We need to remember–whenever we claim that God is on our side, we most certainly have missed the mark. We are human beings. Even David, whom God adored and who is often idolized, had his faults and shortcomings. We are not to put our trust in earthly governments, but to rely on God. Instead of saying “God Bless America,” we might ask, all of us of all different nations, what we are doing to follow God’s ways? Instead of assuming God is on our side and continuing to hold on to that view, we might instead look at where we fall short, where we need God, and seek God’s ways of love and justice in the world, trying instead to be on the side of God, instead of asking God to be on our side.
Call to Worship:
Leader: We praise God for all God’s glorious works in creation!
People: We praise God for all the people, past and present, who demonstrate God’s love and compassion.
Leader: We praise God for all God has done for the world!
People: We praise God for all the ways God’s presence has been made known to us.
Leader: We praise God for all God’s ways of justice and mercy, righteousness and peace.
People: We praise God knowing that we are human, that we have faults and shortcomings, and that God can use us to bring about God’s reign on earth.
Leader: Come, let us enter this time of worship, knowing our Creator is ever-present with us.

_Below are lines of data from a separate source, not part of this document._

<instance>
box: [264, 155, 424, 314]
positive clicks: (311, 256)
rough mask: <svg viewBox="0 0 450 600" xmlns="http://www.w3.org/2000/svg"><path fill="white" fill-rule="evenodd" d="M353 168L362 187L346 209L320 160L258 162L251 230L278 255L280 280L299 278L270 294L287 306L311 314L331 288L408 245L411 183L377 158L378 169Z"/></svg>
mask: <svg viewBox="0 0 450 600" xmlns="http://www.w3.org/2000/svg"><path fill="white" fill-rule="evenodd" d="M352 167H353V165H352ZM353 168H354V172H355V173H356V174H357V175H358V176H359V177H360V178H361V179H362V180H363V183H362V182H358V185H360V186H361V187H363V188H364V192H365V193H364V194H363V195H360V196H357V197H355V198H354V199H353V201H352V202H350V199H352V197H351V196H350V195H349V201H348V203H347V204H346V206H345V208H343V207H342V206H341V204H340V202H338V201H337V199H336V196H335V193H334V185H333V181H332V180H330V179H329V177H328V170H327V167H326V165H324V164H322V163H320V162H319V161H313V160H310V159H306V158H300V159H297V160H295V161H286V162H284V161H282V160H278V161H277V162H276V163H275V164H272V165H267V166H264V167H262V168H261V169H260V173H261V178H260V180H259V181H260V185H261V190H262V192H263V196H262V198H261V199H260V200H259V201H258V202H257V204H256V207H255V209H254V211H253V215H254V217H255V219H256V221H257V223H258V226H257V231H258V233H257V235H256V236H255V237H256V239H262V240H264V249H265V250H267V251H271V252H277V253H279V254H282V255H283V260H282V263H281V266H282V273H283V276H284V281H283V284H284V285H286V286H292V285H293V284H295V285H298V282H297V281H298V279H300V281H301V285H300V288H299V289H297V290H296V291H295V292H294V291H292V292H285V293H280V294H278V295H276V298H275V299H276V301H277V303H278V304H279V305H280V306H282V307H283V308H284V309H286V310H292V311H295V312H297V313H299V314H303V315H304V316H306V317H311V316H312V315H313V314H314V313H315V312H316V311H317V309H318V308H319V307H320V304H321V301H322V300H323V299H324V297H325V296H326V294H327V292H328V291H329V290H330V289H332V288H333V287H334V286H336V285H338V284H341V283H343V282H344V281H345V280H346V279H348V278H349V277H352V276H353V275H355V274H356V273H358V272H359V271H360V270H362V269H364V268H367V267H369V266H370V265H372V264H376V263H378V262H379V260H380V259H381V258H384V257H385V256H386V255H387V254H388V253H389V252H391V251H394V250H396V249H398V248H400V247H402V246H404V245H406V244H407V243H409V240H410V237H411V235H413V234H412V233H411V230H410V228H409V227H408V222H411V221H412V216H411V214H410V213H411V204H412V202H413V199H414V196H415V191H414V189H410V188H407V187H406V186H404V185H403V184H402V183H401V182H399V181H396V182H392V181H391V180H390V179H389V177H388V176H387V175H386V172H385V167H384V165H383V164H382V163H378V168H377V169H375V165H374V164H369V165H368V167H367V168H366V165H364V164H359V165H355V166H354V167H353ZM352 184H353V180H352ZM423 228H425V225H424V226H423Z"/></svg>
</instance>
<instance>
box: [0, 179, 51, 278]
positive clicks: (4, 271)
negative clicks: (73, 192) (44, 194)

People: We come to praise and pray, knowing that Christ continues to lead us. Amen.
Prayer of Confession:
Loving Jesus, we know we aren’t perfect and that we aren’t expected to be. Forgive us, however, when we make our imperfections an excuse. When we believe we’re not good enough. When we think we can’t do it. Forgive us when we allow our shortcomings to overwhelm us, or give us a way to cop out. Call us back into Your ways. Remind us that You called the disciples, an imperfect group of people, to do great things, and so You call us. Forgive us when we stick our fingers in our ears and don’t want to listen, don’t want to believe it, don’t want to trust that You have called us to share Your good news in the world. Forgive us for our foolish ways, and call us back to Your way. In Your name we pray. Amen.
Assurance of Pardon:
If Jesus called a betrayer, a denier, a doubter, a rabble-rouser, a tax collector, and many other imperfect people into his fold, Jesus certainly has called You. You are forgiven. You are loved. You are called Christ’s friends, brothers and sisters in the world. Receive the Good News, and go forth to share it. Amen.
Mystery of Mysteries, we seek Your presence in our lives, knowing You are always near. We ask that You make Your presence known to us in new ways, that we might deepen our relationship with You. Call us away from the ways of the world and into Your ways. We seek Your will in our lives, in the ways of the world, but all too often we want that to be our way. Call us away from temptation, out of the noise of the world around us, and into the still, soft, silence that You encompass. Fill us and mold us, calling us into the new life promised by Your Son, Jesus the Christ. We pray all things in Christ’s name. Amen.